Perawatan orang dengan fibrilasi atrium (AF), yang bergeser ke arah pendekatan perawatan yang lebih integratif atau holistik, berpusat pada pencegahan stroke. Menurut data yang dipublikasikan, penanganan pasien dengan fibrilasi atrium (AF) dengan pendekatan komprehensif berdasarkan jalur Atrial fibrillation Better Care (ABC) dikaitkan dengan penurunan risiko kejadian buruk dan stroke. Agar pasien AF dapat mencegah stroke, penilaian risiko, penilaian ulang, dan pemberian antikoagulan oral langsung (DOAC) sangat penting. Pasien dengan AF harus menjalani evaluasi ulang risiko perdarahan dan stroke secara rutin karena risiko tersebut tidak statis. Tujuan penilaian risiko perdarahan adalah untuk mengidentifikasi individu yang berisiko tinggi untuk tinjauan dan tindak lanjut dini, serta untuk mengatasi dan mengurangi faktor risiko perdarahan yang dapat dimodifikasi. Selain itu, yang penting adalah komorbiditas yang dikelola dengan baik dan gaya hidup sehat.

Ringkasan

  • Fibrilasi atrium (AFib) adalah gangguan irama jantung di mana jantung berdetak tidak teratur dan sering kali cepat, yang disebabkan oleh beberapa impuls yang berasal dari atrium. Kondisi ini menjadi lebih umum seiring bertambahnya usia, peningkatan perawatan kardiovaskular, dan meningkatnya angka diabetes dan hipertensi. Irama yang tidak teratur dapat menyebabkan gejala seperti sesak napas dan palpitasi, karena hilangnya kontraksi atrium yang efektif dan peningkatan laju ventrikel. AFib diklasifikasikan sebagai paroksismal (episodik) atau persisten (kontinu), dengan penuaan, hipertensi, penyakit katup jantung, ketidakseimbangan elektrolit, dan kondisi paru-paru sebagai penyebab umum.
  • Diagnosis AFib melibatkan rekaman EKG, yang menunjukkan kompleks QRS yang tidak teratur dan gelombang P yang tidak ada. AFib paroksismal mungkin memerlukan pemantauan Holter untuk menangkap episode. Interogasi perangkat pada pasien dengan alat pacu jantung atau ICD juga dapat mengungkap kejadian AFib. Meskipun banyak pasien tidak bergejala, kondisi tersebut dapat menyebabkan komplikasi seperti gagal jantung dan peningkatan risiko embolisasi sistemik.
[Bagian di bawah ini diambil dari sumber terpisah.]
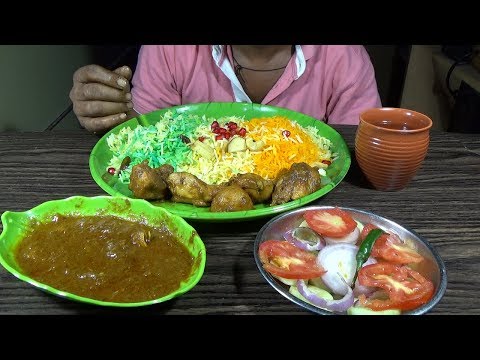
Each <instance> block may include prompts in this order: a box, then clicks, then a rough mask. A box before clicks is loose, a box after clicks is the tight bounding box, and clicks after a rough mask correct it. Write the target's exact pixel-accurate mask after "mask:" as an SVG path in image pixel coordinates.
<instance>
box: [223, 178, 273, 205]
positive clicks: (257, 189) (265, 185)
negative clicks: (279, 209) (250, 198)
mask: <svg viewBox="0 0 480 360" xmlns="http://www.w3.org/2000/svg"><path fill="white" fill-rule="evenodd" d="M228 184H229V185H238V186H240V187H241V188H242V189H243V190H245V191H246V192H247V194H248V195H250V198H251V199H252V201H253V203H254V204H260V203H263V202H266V201H268V200H269V199H270V198H271V197H272V192H273V181H272V180H265V179H264V178H262V177H261V176H260V175H257V174H252V173H247V174H238V175H235V176H233V177H232V178H231V179H230V181H229V182H228Z"/></svg>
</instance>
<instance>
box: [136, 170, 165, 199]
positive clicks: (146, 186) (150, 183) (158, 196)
mask: <svg viewBox="0 0 480 360" xmlns="http://www.w3.org/2000/svg"><path fill="white" fill-rule="evenodd" d="M128 188H129V189H130V190H131V191H132V192H133V195H134V196H135V197H136V198H139V199H146V200H162V199H166V198H167V197H168V196H169V195H170V192H169V190H168V187H167V183H166V182H165V181H164V180H163V179H162V176H161V171H159V170H158V169H153V168H151V167H150V166H148V163H147V162H142V163H140V164H137V165H135V166H134V167H133V168H132V172H131V174H130V184H129V185H128Z"/></svg>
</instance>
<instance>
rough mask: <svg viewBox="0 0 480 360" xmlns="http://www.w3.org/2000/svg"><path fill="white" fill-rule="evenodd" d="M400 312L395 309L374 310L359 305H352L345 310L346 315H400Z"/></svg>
mask: <svg viewBox="0 0 480 360" xmlns="http://www.w3.org/2000/svg"><path fill="white" fill-rule="evenodd" d="M401 313H402V312H401V311H400V310H397V309H389V310H381V311H374V310H371V309H368V308H363V307H359V306H357V307H355V306H352V307H350V308H348V310H347V314H348V315H400V314H401Z"/></svg>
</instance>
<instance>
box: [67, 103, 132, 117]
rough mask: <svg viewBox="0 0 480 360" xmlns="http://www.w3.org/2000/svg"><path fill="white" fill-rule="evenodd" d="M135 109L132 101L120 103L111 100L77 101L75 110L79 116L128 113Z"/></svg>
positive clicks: (107, 114)
mask: <svg viewBox="0 0 480 360" xmlns="http://www.w3.org/2000/svg"><path fill="white" fill-rule="evenodd" d="M131 109H133V104H132V103H131V102H127V103H123V102H122V103H119V102H111V101H75V102H74V103H73V111H74V112H75V114H76V115H77V116H85V117H100V116H107V115H112V114H119V113H126V112H128V111H129V110H131Z"/></svg>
  • Komplikasi embolik, khususnya stroke iskemik, merupakan masalah yang signifikan pada pasien AFib. Stasis darah di apendiks atrium kiri dapat menyebabkan pembentukan trombus dan embolisasi berikutnya. Risiko stroke dinilai menggunakan skor CHA2DS2-VASc, yang mempertimbangkan faktor-faktor seperti gagal jantung kongestif, hipertensi, usia, diabetes, riwayat stroke, dan jenis kelamin. Skor dua atau lebih menunjukkan perlunya antikoagulasi untuk mencegah kejadian embolik ini.
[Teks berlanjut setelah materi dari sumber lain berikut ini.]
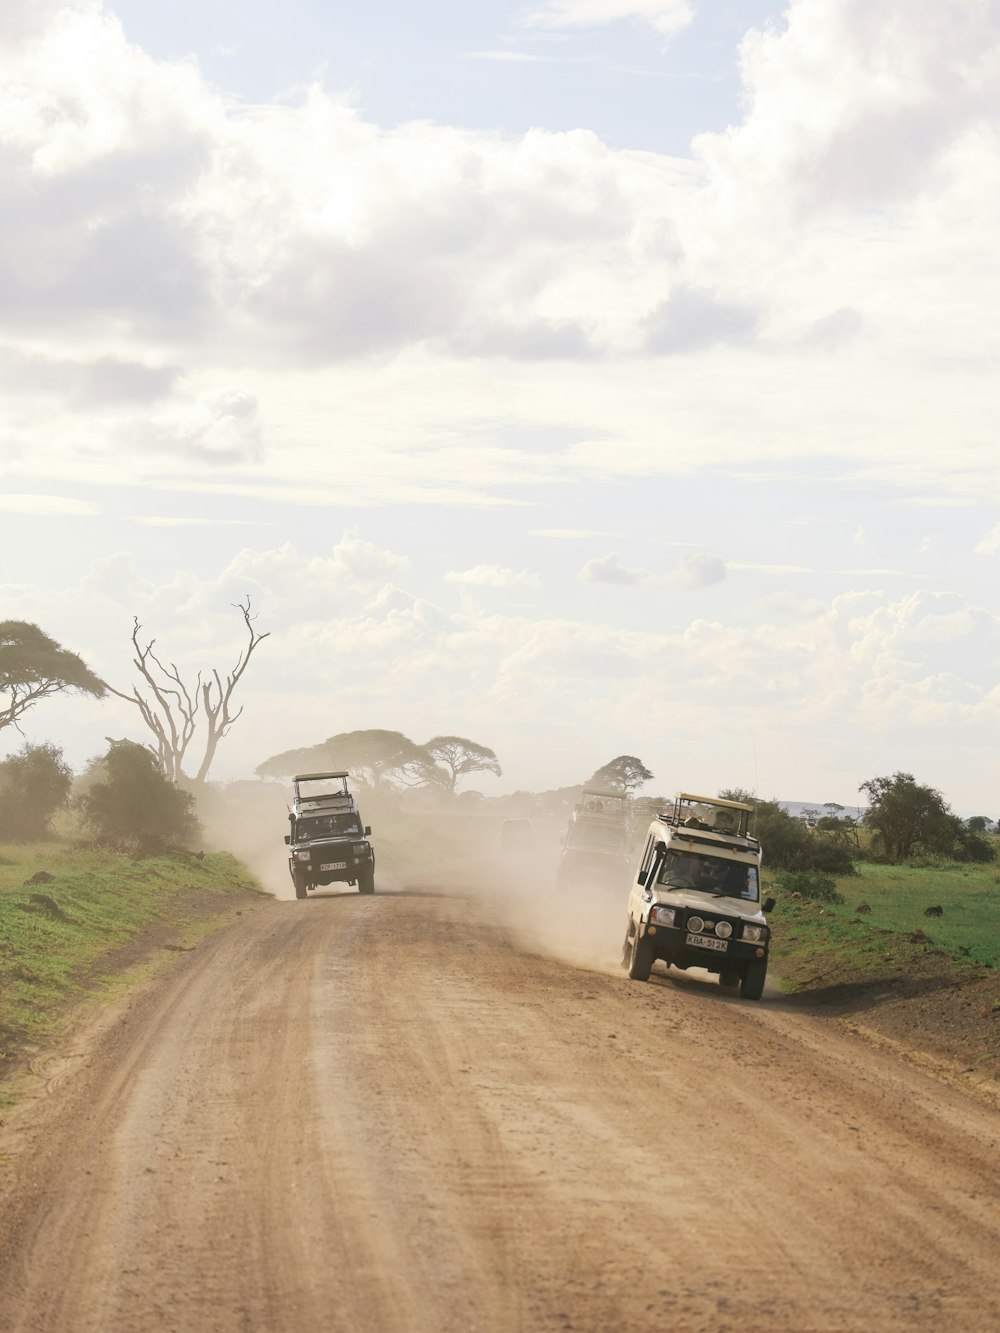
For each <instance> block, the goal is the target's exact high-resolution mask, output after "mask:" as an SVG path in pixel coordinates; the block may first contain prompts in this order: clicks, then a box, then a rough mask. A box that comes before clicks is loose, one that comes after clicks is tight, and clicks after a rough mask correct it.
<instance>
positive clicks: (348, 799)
mask: <svg viewBox="0 0 1000 1333" xmlns="http://www.w3.org/2000/svg"><path fill="white" fill-rule="evenodd" d="M348 776H349V774H348V773H345V772H336V773H299V774H297V776H296V777H293V778H292V792H293V798H292V808H291V810H289V812H288V822H289V826H291V828H289V832H288V833H287V834H285V842H287V844H288V873H289V874H291V876H292V884H293V885H295V896H296V897H297V898H304V897H307V896H308V893H309V890H311V889H315V888H319V886H320V885H324V884H356V885H357V892H359V893H375V852H373V850H372V845H371V842H369V841H368V838H369V837H371V832H372V830H371V828H369V826H368V825H367V824H365V825H364V826H363V825H361V814H360V812H359V809H357V801H356V800H355V797H353V796H352V794H351V792H349V790H348V785H347V780H348Z"/></svg>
  • Terapi antikoagulasi sangat penting untuk mengelola risiko emboli pada AFib. Antagonis vitamin K seperti Warfarin dulunya digunakan, tetapi memerlukan pemantauan INR secara teratur dan memiliki banyak interaksi. Antikoagulan oral (NOAC) yang lebih baru, seperti rivaroxaban, dabigatran, dan apixaban, menawarkan efek yang dapat diprediksi, lebih sedikit kebutuhan untuk pemantauan, dan interaksi yang berkurang. Uji klinis telah membuktikan keunggulannya dalam hal kemanjuran dan pengurangan risiko perdarahan dibandingkan dengan Warfarin.
  • Meskipun NOAC memiliki kelebihan, antagonis Vitamin K tetap menjadi pilihan yang direkomendasikan bagi pasien dengan katup jantung prostetik mekanis dan kondisi trombofilik familial. Kehati-hatian disarankan saat menggunakan NOAC pada kelompok berisiko tinggi, seperti mereka yang memiliki keganasan, penyakit ginjal berat, atau perdarahan intrakranial baru-baru ini. Pendekatan yang disesuaikan dengan mempertimbangkan skor CHA2DS2-VASc dan HAS-BLED sangat penting untuk mengoptimalkan strategi antikoagulasi pada pasien AFib.
  • Ablasi kateter dapat dipertimbangkan untuk pasien yang lebih muda tanpa penyakit jantung struktural yang signifikan, di mana sumber impuls tidak teratur dihilangkan menggunakan teknik krio atau balon. Tingkat keberhasilannya sekitar 65-70%, tetapi dalam sebagian besar situasi hasilnya lebih baik tanpa prosedur elektrofisiologis. Keputusan untuk melakukan ablasi harus dibuat setelah berkonsultasi dengan ahli elektrofisiologi.